The problem is identifying those who will be good for that community. You want hardworking people with a useful skill set, and a willingness to leach/teach/contribute what they can. Anyone else is going to take, rather than contribute. And it's far easier, and more energy conserving to take.
Still, that is assuming something truly awful happens. I'm more inclined to prep for short term inconveniences. The U.K. showing of The Blackout is probably a good starting point for what it could be like, watch the BBQ scene in particular, it illustrates what I think v well.
How many bottles of highland spring and tins of ravioli does one need to survive an apocalypse? #askingforafriend
I think most would see immediately that freeriding is not an effective strategy and would be more than willing to pull their weight
You should meet my extended family, suzanne. I can only think of two or three of them that would be prescient enough to realize that within the family ! (And caring for your family is supposed to be genetically programmed.) Thinking of the overall community would be beyond them for a very long time. (Assuming that the balloon really went up - they'd be thoughtful enough for a few days of Troubles but it would soon wear thin, I think.)
Prepping for the short term emergency is actually very Socialist. The idea behind the 72 bags/supplies is that relatively fit, younger, non-vulnerable people should deal with themselves while the emergency peeps get the older people, people with disabilities and the vulnerable, sick and injured safe. Why should I use resources that could be used to help my elderly, blind neighbour? I want to wave the emergency responders along to her house. We should be alright.
In the longer term, I do think it is every one for themselves. Fact is the world can't support the amount of people that live here. It is only order, chemistry, plumbing and medicine that keeps the population at it's unsustainable levels. I'm in Canada which is resource rich and has a low population so I think we could sustain most of the population we have if the SHTF. The UK? Not in a million years.
warmastoast Do you have any savings? It's just that if you do, isn't that rather "alright Jack"? Why don't you donate each and every penny you have to those less fortunate in the name of socialism? Maybe you have a house? Sell it, buy a caravan and donate the proceeds to the foodbank.
It's all hypocrisy otherwise.
MrsTerryPratchett Indeed. Adults are instructed to put their masks on in a depressurised cabin before assisting children and others struggling. What use am I to anyone if I've run out of coffee? In answer to Canada being resource rich, parts of the UK are too - but they're outside the M25 by a fair whack therefore most won't have heard of them!

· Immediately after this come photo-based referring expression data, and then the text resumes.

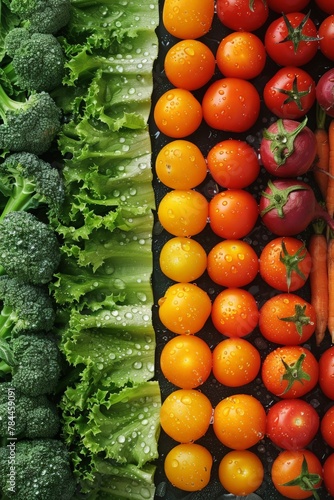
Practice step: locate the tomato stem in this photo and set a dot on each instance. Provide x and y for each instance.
(282, 141)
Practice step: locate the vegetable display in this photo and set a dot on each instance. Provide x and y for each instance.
(166, 249)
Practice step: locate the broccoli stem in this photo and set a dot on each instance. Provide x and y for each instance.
(6, 322)
(7, 104)
(20, 199)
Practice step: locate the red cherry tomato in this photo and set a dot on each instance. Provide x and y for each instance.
(327, 426)
(292, 40)
(326, 35)
(326, 372)
(290, 93)
(292, 423)
(290, 371)
(287, 5)
(242, 15)
(241, 55)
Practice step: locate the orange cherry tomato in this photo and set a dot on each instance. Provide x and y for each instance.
(188, 466)
(235, 312)
(233, 213)
(177, 113)
(189, 64)
(183, 212)
(241, 472)
(184, 308)
(233, 163)
(239, 421)
(183, 19)
(236, 362)
(185, 415)
(180, 164)
(233, 263)
(186, 361)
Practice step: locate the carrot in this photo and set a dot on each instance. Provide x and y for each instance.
(330, 266)
(321, 166)
(319, 279)
(330, 186)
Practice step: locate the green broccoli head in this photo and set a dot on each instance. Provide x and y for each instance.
(37, 60)
(29, 249)
(38, 366)
(32, 417)
(41, 465)
(28, 181)
(42, 16)
(30, 125)
(26, 307)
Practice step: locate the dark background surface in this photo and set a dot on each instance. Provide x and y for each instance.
(206, 138)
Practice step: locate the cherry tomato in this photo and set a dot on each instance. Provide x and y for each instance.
(182, 259)
(232, 263)
(326, 35)
(233, 213)
(302, 465)
(239, 421)
(291, 40)
(242, 15)
(180, 164)
(186, 361)
(183, 212)
(290, 93)
(287, 6)
(188, 466)
(241, 55)
(325, 5)
(184, 308)
(326, 372)
(231, 104)
(241, 472)
(292, 424)
(189, 64)
(236, 362)
(328, 468)
(233, 164)
(177, 113)
(327, 426)
(188, 20)
(185, 415)
(285, 263)
(290, 371)
(287, 319)
(235, 312)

You should meet my extended family, suzanne. wink I can only think of two or three of them that would be prescient enough to realize that within the family
but seriously in a modern prosperous society the cost of being caught taking the piss isn't too high so it's generally worth the risk
post apocalypse taking the piss means being abandoned by the group and probably captured and roasted for dinner by some other group.
The forces shaping peoples behavior would be very different
I think you've got it the wrong way round. Bad people gravitate towards each other in exactly the same way as good people do. And they have less scruples, and are waaay more inclined to use force.
It's exactly that that worries me; not the cause of any situation, the resultant breakdown of normal values. The weak will be preyed upon, that's basic nature, and when you're really hungry, scruples go out of the window.